Since symbolic regression is highly flexible and PySR is highly configurable, a few common configurations can be used to fit many different distribution shapes. An example is shown below:

from pysr import PySRRegressor
import sympy

pysr_config = PySRRegressor(
    model_selection = 'accuracy',
    niterations = 200,
    maxsize = 60,
    binary_operators = [
        '+', '*'
                     ],
    unary_operators = [
        'exp',
        'gauss(x) = exp(-x*x)',
        'tanh',
    ],
    nested_constraints = {
        'tanh':   {'tanh': 0, 'exp': 0, 'gauss': 0, '*': 2},
        'exp':    {'tanh': 0, 'exp': 0, 'gauss': 0, '*': 2},
        'gauss':  {'tanh': 0, 'exp': 0, 'gauss': 0, '*': 2},
        '*':      {'tanh': 1, 'exp': 1, 'gauss': 1, '*': 2},
    },
    extra_sympy_mappings={
        'gauss': lambda x: sympy.exp(-x*x),
                         },
    elementwise_loss='loss(y, y_pred, weights) = (y - y_pred)^2 * weights',
)

This configuration works well in many cases where there is a peak in the distribution, as a custom-defined gauss operator is allowed to appear in the candidate functions. For instance, this single configuration can be used to fit Toy Dataset 1 (1D) and Toy Datasets 3a, 3b, and 3c (2D).

If the distribution does not contain shape peaks, you can use the following example template:

pysr_config = PySRRegressor(
    model_selection = 'accuracy',
    niterations = 200,
    maxsize = 80,
    binary_operators = [
        '+', '*', '/', '^'
                     ],
    unary_operators = [
        'exp',
        'tanh',
    ],
    nested_constraints = {
        'exp':    {'exp': 0, 'tanh': 0, '*': 2, '/': 1, '^': 1},
        'tanh':   {'exp': 0, 'tanh': 0, '*': 2, '/': 1, '^': 1},
        '*':      {'exp': 1, 'tanh': 1, '*': 2, '/': 1, '^': 1},
        '^':      {'exp': 1, 'tanh': 1, '*': 2, '/': 1, '^': 0},
        '/':      {'exp': 1, 'tanh': 1, '*': 2, '/': 0, '^': 1},
    },
    elementwise_loss='loss(y, y_pred, weights) = (y - y_pred)^2 * weights',
)

For example, this single configuration is used to fit Toy Dataset 2a, 2b, and 2c, as well as all five LHC datasets (dijet, trijet, paired-dijet, diphoton, and dimuon), using different maxsize values.

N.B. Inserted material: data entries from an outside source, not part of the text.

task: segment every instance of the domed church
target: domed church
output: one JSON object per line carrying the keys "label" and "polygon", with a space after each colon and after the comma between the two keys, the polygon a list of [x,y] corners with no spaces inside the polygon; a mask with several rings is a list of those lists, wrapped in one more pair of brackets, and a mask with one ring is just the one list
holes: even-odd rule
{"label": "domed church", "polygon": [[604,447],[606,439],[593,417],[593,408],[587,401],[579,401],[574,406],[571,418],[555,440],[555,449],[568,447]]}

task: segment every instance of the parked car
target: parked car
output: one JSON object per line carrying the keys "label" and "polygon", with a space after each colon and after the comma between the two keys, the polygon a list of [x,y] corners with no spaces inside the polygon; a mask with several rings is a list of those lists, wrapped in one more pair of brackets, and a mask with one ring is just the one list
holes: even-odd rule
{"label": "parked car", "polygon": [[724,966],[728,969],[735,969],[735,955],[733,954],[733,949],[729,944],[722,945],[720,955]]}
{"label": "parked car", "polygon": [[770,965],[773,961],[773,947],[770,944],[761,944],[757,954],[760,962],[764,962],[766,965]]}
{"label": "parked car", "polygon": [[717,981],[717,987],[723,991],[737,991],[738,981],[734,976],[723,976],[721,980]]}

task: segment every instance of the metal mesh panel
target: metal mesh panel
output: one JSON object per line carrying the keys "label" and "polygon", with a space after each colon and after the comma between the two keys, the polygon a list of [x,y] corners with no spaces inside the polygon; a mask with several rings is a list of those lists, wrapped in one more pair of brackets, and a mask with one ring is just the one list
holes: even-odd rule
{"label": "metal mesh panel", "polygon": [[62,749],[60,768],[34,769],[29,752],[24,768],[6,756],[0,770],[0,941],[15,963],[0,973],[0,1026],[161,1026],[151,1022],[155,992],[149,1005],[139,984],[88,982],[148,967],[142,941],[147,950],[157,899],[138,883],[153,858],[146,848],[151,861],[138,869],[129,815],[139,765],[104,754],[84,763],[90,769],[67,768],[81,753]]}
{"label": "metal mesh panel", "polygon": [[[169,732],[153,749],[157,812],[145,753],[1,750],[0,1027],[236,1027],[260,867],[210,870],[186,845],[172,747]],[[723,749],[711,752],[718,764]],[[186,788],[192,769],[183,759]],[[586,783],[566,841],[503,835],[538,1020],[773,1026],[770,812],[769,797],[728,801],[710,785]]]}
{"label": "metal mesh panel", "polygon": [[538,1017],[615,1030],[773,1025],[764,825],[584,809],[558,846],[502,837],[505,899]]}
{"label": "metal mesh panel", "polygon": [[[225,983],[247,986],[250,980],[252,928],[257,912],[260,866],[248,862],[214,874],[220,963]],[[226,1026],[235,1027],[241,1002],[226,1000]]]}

In practice, these two configurations work for many distribution shapes due to the large function spaces they define. However, users can still fine-tune and explore additional options as needed.

Additionally, the flexibility extends to cases where the current fit does not yield satisfactory functions. In such scenarios, one can repeat the fit using the exact same configuration but with a different random seed to obtain new batches of candidate functions.